Il est absolument normal que l´orthographe évolue avec la langue. Mais parfois je me pose la question : est-ce que tous les changements sont acceptables ? En tchèque on a aussi quelques changements d´orthographe. Par exemple : en ce qui concerne les mots : philosophie, président, université qu´on écrivait depuis des siècles et des siècles avec « s » (filosofie, president, universita) après "la modernisation" leur nouvelle orthographe est avec «z» : (filozofie, prezident, univerzita…). Vu que certaines personnes (moi non plus) n´avaient jamais accepté une telle nouvelle orthographe, les académiciens ont pris une sage décision : toutes les deux variantes (avec « z » et avec « s ») sont autorisées.

Je m´excuse de chercher toujours les analogies même s´il n´y a pas un rapport direct. Mais finalement il y a une connexité et tout se tient J


----------



## CapnPrep

Bartalmission said:


> il ne s´agit que d´une certaine "modernisation" de l´orthographe


Il faut dire que l'orthographe sans « f » n'est pas si récente que ça (XIIe siècle). En effet, en ancien français, le « f » n'était pas prononcé au pluriel, et on écrivait logiquement _cles_.

D'ailleurs, pour le TFLi, _clé_ est « l'anc[ienne] forme », dans le contexte du français classique/moderne.
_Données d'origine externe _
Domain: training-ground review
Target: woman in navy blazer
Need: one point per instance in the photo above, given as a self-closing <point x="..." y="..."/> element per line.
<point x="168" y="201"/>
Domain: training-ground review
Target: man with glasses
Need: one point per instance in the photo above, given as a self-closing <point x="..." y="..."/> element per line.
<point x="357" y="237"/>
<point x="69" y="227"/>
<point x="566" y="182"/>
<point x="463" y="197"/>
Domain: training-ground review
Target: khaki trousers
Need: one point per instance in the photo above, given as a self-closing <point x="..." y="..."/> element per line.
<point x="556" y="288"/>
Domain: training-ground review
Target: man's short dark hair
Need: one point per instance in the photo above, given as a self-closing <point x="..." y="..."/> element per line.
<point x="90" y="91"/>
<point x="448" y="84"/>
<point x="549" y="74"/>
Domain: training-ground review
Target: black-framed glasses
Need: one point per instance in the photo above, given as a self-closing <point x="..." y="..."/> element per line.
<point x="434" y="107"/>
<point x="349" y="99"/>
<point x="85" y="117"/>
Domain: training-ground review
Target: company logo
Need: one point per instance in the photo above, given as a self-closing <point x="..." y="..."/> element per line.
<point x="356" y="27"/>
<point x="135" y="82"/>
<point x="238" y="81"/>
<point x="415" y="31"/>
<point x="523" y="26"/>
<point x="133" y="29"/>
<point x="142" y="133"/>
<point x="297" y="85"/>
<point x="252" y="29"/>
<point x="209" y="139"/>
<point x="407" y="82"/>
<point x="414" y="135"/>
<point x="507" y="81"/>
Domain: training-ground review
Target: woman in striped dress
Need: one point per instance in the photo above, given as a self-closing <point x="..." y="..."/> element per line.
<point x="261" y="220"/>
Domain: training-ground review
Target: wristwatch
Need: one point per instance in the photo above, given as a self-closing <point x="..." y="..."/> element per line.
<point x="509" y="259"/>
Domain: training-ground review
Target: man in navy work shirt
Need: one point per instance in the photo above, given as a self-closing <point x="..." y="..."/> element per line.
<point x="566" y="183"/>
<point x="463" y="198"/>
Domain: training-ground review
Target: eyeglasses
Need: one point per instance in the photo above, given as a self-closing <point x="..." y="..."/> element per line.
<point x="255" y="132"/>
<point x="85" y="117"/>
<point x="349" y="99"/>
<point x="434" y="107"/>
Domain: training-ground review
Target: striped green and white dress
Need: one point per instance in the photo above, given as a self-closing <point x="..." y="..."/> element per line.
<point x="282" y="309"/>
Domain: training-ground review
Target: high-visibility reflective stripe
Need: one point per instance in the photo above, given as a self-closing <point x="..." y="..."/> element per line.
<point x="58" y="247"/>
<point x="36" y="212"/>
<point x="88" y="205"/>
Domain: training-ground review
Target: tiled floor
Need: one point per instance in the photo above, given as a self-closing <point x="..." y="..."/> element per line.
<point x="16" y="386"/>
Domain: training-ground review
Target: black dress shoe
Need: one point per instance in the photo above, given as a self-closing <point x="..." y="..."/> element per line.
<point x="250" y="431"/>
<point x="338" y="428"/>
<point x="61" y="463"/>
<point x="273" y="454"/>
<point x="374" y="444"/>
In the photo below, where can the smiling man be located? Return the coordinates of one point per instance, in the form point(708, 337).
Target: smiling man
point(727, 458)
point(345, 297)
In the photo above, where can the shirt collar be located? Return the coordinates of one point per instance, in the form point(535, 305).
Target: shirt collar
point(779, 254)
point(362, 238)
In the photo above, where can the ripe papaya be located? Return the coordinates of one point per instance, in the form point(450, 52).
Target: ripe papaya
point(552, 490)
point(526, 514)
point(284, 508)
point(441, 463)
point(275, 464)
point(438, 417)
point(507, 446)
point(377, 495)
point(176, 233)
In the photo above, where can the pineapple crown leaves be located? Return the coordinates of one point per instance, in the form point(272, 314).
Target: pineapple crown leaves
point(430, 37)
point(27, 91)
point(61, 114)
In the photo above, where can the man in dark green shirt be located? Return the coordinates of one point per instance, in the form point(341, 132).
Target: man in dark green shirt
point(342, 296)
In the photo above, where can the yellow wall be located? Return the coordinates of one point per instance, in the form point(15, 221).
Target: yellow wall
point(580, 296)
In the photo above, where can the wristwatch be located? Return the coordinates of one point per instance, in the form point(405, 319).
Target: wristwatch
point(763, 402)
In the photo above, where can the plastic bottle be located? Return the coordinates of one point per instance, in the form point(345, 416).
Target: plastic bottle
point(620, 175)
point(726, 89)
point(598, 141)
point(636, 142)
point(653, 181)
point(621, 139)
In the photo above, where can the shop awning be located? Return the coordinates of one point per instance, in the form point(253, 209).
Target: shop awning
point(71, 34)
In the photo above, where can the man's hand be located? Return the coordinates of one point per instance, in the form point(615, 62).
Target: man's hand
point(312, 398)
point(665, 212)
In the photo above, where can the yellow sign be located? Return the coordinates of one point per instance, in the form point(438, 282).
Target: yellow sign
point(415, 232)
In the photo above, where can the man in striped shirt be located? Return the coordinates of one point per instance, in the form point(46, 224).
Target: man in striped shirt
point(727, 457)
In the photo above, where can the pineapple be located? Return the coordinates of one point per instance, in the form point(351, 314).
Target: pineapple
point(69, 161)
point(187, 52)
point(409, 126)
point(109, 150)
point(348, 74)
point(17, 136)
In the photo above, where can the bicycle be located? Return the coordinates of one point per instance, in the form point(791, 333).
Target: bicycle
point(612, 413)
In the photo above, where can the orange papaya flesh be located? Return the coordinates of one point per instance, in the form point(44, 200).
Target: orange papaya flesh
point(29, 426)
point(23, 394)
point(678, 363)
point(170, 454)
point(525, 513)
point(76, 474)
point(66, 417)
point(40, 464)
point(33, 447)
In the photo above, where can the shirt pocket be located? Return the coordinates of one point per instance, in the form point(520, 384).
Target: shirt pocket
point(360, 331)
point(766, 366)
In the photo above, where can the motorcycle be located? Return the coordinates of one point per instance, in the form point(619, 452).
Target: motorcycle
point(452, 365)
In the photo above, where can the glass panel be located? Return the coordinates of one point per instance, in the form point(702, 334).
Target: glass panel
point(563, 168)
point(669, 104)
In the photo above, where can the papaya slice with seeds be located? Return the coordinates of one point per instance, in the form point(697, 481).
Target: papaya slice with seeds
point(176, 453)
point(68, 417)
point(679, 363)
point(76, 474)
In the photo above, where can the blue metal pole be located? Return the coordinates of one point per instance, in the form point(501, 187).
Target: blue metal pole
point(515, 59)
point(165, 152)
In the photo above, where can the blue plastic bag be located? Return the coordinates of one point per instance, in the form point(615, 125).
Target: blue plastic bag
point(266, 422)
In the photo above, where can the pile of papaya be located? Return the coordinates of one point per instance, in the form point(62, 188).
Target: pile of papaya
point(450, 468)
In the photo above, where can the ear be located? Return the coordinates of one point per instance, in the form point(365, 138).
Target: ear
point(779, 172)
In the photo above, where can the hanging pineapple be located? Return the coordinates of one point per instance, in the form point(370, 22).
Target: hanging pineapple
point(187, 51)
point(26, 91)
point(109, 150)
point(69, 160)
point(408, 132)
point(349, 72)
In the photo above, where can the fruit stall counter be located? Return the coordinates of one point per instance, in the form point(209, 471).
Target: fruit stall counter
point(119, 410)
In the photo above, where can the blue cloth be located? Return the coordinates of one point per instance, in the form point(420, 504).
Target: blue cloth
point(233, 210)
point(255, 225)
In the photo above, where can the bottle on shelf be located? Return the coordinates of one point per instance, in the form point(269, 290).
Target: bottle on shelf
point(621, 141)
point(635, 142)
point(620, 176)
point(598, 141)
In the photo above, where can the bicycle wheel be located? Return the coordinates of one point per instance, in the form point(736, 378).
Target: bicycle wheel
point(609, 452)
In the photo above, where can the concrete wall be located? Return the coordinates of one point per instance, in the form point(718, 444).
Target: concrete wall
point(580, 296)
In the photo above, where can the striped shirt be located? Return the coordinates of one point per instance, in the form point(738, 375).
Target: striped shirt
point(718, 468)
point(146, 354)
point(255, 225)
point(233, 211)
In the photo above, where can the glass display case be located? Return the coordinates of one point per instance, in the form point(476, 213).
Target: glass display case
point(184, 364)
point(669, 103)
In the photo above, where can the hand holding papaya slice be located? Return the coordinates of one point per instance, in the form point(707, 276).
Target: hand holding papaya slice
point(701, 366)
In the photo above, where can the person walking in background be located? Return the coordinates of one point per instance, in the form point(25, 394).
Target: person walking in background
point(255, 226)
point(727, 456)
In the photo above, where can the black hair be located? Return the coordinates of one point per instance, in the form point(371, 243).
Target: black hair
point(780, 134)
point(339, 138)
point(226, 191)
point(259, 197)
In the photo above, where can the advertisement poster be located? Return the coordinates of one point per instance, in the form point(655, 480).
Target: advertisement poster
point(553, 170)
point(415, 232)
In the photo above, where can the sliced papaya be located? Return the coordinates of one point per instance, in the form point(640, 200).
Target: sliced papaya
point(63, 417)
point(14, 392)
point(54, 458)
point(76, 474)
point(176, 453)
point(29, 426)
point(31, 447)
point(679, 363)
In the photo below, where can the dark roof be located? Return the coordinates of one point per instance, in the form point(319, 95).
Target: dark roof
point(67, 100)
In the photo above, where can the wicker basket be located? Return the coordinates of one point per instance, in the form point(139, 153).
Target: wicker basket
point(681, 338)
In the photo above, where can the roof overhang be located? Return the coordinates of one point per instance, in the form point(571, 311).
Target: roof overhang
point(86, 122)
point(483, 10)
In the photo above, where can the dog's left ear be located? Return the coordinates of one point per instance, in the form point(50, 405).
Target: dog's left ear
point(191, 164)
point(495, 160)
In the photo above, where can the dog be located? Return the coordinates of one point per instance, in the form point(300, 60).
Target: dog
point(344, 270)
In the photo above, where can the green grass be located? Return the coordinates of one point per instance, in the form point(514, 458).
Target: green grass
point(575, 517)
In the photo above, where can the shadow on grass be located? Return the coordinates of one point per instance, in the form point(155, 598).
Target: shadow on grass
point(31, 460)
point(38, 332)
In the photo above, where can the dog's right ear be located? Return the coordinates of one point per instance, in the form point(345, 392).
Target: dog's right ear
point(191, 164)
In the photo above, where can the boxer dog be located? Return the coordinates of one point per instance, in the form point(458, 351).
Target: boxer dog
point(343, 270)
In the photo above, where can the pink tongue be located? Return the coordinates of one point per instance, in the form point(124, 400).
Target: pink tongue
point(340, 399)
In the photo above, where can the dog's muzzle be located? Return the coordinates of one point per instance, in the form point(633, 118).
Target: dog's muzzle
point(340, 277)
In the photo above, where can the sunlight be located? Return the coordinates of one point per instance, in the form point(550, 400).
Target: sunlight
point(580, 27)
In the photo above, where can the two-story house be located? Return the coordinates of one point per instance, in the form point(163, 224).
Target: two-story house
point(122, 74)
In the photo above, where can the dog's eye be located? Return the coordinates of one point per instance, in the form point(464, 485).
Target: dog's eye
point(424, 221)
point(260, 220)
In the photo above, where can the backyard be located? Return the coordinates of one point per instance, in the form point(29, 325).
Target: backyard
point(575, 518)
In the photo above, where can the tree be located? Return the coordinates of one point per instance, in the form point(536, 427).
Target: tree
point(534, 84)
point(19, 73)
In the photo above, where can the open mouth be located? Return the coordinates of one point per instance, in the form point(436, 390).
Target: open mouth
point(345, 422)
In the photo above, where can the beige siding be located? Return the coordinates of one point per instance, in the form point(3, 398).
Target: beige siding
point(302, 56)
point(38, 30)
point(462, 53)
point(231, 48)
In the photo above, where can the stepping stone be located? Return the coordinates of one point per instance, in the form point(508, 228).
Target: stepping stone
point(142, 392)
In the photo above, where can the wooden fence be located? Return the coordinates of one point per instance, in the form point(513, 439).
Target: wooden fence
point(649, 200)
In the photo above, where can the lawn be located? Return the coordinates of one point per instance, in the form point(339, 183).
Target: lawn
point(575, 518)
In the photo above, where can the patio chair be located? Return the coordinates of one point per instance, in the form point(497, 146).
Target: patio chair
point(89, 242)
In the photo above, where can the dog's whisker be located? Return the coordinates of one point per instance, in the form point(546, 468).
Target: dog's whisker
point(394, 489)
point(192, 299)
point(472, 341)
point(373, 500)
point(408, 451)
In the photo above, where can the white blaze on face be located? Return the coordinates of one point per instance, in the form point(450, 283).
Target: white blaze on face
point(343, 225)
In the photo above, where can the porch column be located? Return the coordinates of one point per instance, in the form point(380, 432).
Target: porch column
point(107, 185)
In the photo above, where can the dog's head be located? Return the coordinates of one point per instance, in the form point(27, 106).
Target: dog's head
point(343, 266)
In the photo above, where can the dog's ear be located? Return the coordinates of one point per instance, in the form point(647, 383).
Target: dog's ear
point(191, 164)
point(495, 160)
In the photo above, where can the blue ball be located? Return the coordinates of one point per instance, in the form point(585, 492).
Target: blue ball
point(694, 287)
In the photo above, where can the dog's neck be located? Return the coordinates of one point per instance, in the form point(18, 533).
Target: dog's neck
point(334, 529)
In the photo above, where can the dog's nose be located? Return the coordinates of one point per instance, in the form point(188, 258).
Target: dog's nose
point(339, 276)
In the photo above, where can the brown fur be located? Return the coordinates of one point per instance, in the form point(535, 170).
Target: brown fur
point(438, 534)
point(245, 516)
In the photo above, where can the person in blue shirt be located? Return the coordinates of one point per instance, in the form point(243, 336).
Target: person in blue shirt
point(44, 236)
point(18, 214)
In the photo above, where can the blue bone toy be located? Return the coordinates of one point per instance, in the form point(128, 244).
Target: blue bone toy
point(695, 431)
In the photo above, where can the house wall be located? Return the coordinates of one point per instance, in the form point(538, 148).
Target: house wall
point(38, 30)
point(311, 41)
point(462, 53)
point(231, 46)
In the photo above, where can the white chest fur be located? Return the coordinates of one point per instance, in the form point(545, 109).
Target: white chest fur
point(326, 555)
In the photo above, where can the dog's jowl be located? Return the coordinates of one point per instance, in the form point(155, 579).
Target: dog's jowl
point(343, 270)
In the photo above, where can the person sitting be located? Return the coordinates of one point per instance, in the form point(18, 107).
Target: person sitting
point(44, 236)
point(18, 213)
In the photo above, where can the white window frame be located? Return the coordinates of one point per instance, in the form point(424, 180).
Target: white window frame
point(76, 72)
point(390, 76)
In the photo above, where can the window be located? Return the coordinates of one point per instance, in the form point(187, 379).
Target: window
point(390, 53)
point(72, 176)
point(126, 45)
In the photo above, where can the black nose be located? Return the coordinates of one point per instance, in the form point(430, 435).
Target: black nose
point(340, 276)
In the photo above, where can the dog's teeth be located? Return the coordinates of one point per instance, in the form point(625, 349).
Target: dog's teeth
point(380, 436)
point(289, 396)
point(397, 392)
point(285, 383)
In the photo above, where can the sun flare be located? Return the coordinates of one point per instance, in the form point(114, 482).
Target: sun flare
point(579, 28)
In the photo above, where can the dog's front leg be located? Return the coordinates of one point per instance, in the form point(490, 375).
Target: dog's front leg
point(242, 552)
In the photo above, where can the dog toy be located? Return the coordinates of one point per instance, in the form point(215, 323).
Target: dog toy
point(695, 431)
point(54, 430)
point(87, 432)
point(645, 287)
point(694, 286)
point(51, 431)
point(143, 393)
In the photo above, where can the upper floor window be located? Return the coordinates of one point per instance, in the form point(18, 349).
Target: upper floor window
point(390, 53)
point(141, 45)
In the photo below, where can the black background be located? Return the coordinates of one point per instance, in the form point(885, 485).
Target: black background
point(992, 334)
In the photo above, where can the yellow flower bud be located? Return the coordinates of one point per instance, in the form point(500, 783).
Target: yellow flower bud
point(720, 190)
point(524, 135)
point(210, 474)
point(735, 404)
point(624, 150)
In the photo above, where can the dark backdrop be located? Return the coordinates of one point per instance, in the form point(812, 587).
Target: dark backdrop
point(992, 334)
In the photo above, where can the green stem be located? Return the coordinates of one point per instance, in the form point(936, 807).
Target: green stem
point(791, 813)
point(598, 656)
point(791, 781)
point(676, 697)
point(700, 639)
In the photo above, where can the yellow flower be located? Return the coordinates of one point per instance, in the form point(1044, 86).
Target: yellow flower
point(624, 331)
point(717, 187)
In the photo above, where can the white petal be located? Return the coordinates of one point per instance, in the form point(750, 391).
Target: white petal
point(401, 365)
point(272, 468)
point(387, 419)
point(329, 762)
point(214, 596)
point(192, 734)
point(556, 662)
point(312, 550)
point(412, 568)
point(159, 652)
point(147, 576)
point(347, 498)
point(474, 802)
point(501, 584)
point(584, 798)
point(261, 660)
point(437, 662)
La concurrence entre les deux formes a été un peu compliquée, et elle l'est toujours, visiblement !


----------



## Nicomon

Si le mot est employé seul et au singulier - en parlant du machin qui ouvre les portes (geve) ou d'une clef de musique et non de combinaisons comme poste-clé, mot-clé, fonctions clés - je préfère clef (surtout en musique). 

J'ouvre la porte avec une clef. Mais allez donc comprendre... j'aurais plus tendance à écrire fermé à clé que fermé à clef. 

Je n'écrirais pas clefs au pluriel. J'écrirais un trousseau de clés / livré clés en main.

Je souligne au passage que si on cherche_ clef_ dans le Petit Robert, l'article nous réfère à _clé_.

Et j'écris cuillère (sur la même ligne - sans référence - que cuiller dans le Petit Robert)


----------



## June Apple

> Les musiciens se servent (je crois) plus de "clef" ...


 
J'ai personnellement utilisé "clé" pendant mes (longues) années de solfège, mais honnêtement, c'est très secondaire, car on n'écrit que très rarement les expressions "clé de sol", "de fa", "d'ut" au profit de leur équivalent sur la partition.

Pour ce qui est de l'utilisation de ces deux orthographes, elles sont tout à fait équivalentes, sauf pour certains cas particuliers (comme Corsicum l'a dit plus haut). Ce n'est, à mon avis, qu'une question de goût et d'habitude. Etant moi-même pleine de contradictions, j'écris "clé" et "cuillère" tout en trouvant que "clef" et "cuiller" ont plus de charme.


----------



## tilt

June Apple said:


> Pour ce qui est de l'utilisation de ces deux orthographes, elles sont tout à fait équivalentes, sauf pour certains cas particuliers (comme Corsicum l'a dit plus haut).


Elles sont tout à fait équivalentes, dans tous les cas. La _clef de voute_ citée par Corsicum n'est pas plus courante que _clé de voute_, une simple recherche sur Google permet de s'en convaincre.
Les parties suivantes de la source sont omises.